Securing business liability insurance is a way to protect your company against potential financial loss. Liability insurance can shield business and personal assets, depending on your company’s structure.

Different policies cover various areas and financial assets, so you may need more than one type of liability coverage. Some might help cover property damages and replace physical assets like vehicles and equipment. Others could cover losses related to cybersecurity.

4. Prioritize Risk Management

Your business could form an internal team or hire an external vendor to handle risk management. A critical part of the group’s job is to assess what threats your company faces. The assessment process usually includes an audit of in-house and outside forces.

You might have insufficient or misaligned resources to handle risks that are likely to happen. Some of your business’s vulnerabilities could come from industry-specific circumstances. For instance, retailers face the threat of loss from stolen merchandise and ID theft. Hospitals and doctors are up against the risks of malpractice lawsuits, insurance-related losses, and breaches of patient data.

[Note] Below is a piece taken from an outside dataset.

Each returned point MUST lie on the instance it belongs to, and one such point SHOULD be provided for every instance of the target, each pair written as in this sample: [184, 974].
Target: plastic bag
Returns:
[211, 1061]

And streaming and online-based services have to mitigate ISP outages and server failures.

Dedicated risk management teams don’t stop at identifying risks specific to your business. They design response and prevention plans for potential crises of all kinds. These strategies and procedures help you spring into action more quickly if and when those threats materialize. With a designated risk management team, you won’t have to pull resources from other crucial areas.     

Conclusion

Every organization has to deal with and plan for risk. Even if things seem to be working out now, threats could be building up beneath the surface. And the circumstances your business deals with today can change rapidly without much warning. Businesses that create and implement buffers against probable risks stand higher chances of recovery and survival.